Section: Research Program
Compilers, code optimization and high-level synthesis for software and hardware
Participants : Christophe Alias, Laure Gonnord, Matthieu Moy, Maroua Maalej [2014-2017] .
Christophe Alias and Laure Gonnord asked to join the ROMA team temporarily, starting from September 2015. Matthieu Moy (formerly Grenoble INP) joined them in September 2017 to create a new team called CASH, for “Compilation and Analysis, Software and Hardware” (see https://matthieu-moy.fr/spip/?CASH-team-proposal). The proposal was accepted by the LIP laboratory and by Inria's “comité des équipes projet”, and is waiting for final approval from Inria to officially become an “équipe centre”. The text below describes their research domain. The results that they have achieved in 2017 are included in this report.
The advent of parallelism in supercomputers, in embedded systems (smartphones, plane controllers), and in more classical end-user computers increases the need for high-level code optimization and improved compilers. Being able to deal with the complexity of the upcoming software and hardware while keeping energy consumption at a reasonable level is one of the main challenges cited in the Hipeac Roadmap which among others cites the two major issues :
-
Enhance the efficiency of the design of embedded systems, and especially the design of optimized specialized hardware.
-
Invent techniques to “expose data movement in applications and optimize them at runtime and compile time and to investigate communication-optimized algorithms”.
In particular, the rise of embedded systems and high performance computers in the last decade has generated new problems in code optimization, with strong consequences on the research area. The main challenge is to take advantage of the characteristics of the specific hardware (generic hardware, or hardware accelerators). The long-term objective is to provide solutions for the end-user developers to use at their best the huge opportunities of these emerging platforms.
Dataflow models for HPC applications
In the last decades, several frameworks have emerged to design efficient compiler algorithms. The efficiency of all the optimizations performed in compilers strongly relies on performant static analyses and intermediate representations.
The contemporary computer, is constantly evolving. New architectures such as multi-core processors, Graphics Processing Units (GPUs) or many-core coprocessors are introduced, resulting into complex heterogeneous platforms.
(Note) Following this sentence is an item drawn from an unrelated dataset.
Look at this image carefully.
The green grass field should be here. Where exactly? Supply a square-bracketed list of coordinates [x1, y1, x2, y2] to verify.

A consequence of this diversity an heterogeneity is that a given computation can be implemented in many different ways, with different performance characteristics. As an obvious example, changing the degree of parallelism can trade execution time for number of cores. However, many choices are less obvious: for example, augmenting the degree of parallelism of a memory-bounded application will not improve performance. Most architectures involve a complex memory hierarchy, hence memory access patterns have a considerable impact on performance. The design-space to explore to find the best performance is much wider than it used to be with older architectures, and new tools are needed to help the programmer explore it. We believe that the dataflow formalism is a good basis to build such tools as it allows expressing different forms of parallelism.
The transverse theme of the CASH proposal is the study of the dataflow model for parallel programs: the dataflow formalism expresses a computation on an infinite number of values, that can be viewed as successive values of a variable during time. A dataflow program is structured as a set of communicating processes that communicate values through communicating buffers.
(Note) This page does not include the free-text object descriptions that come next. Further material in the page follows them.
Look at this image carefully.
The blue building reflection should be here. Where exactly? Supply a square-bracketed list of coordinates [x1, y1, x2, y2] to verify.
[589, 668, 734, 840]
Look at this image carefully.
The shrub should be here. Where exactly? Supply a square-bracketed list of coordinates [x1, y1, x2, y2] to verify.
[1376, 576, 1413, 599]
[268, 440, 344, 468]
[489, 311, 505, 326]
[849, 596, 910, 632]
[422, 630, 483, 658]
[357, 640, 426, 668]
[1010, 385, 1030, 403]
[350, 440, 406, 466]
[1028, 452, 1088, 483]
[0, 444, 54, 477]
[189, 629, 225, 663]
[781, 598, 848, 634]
Examples of dataflow languages include the synchronous languages Lustre and Signal, as well as SigmaC; the DPN representation [67] (data-aware process network) is an example of a dataflow intermediate representation for a parallelizing compiler.
The dataflow model, which expresses at the same time data parallelism and task parallelism, is in our opinion one of the best models for analysis, verification and synthesis of parallel systems. This model will be our favorite representation for our programs. Indeed, it shares the “equational” description of computation and data with the polyhedral model, and the static single assignment representation inside compilers. The dataflow formalism can be used both as a programming language and as an intermediate representation within compilers.
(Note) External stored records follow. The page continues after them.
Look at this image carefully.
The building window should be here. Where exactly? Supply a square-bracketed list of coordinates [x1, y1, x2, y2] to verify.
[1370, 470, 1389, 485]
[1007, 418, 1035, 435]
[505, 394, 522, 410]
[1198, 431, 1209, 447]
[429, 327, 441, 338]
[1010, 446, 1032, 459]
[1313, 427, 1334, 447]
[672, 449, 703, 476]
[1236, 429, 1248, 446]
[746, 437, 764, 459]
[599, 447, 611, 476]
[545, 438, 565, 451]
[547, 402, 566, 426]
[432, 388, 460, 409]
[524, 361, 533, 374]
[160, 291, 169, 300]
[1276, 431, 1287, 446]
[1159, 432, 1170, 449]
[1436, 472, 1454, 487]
This topic is transverse to the proposal. While we will not a priori restrict ourselves to dataflow applications (we also consider approaches to optimize CUDA and OpenCL code for example), it will be a good starting point and a convergence point to all the members of the team.
Compiler algorithms for irregular applications
In the last decades, several frameworks has emerged to design efficient compiler algorithms. The efficiency of all the optimizations performed in compilers strongly relies on performant static analyses and intermediate representations. Among these representations, the polyhedral model [81] focus on regular programs, whose execution trace is predictable statically. The program and the data accessed are represented with a single mathematical object endowed with powerful algorithmic techniques for reasoning about it. Unfortunately, most of the algorithms used in scientific computing do not fit totally in this category.
We plan to explore the extensions of these techniques to handle irregular programs with while loops and complex data structures (such as trees, and lists). This raises many issues. We cannot represent finitely all the possible executions traces. Which approximation/representation to choose? Then, how to adapt existing techniques on approximated traces while preserving the correctness? To address these issues, we plan to incorporate new ideas coming from the abstract interpretation community: control flow, approximations, and also shape analysis; and from the termination community: rewriting is one of the major techniques that are able to handle complex data structures and also recursive programs.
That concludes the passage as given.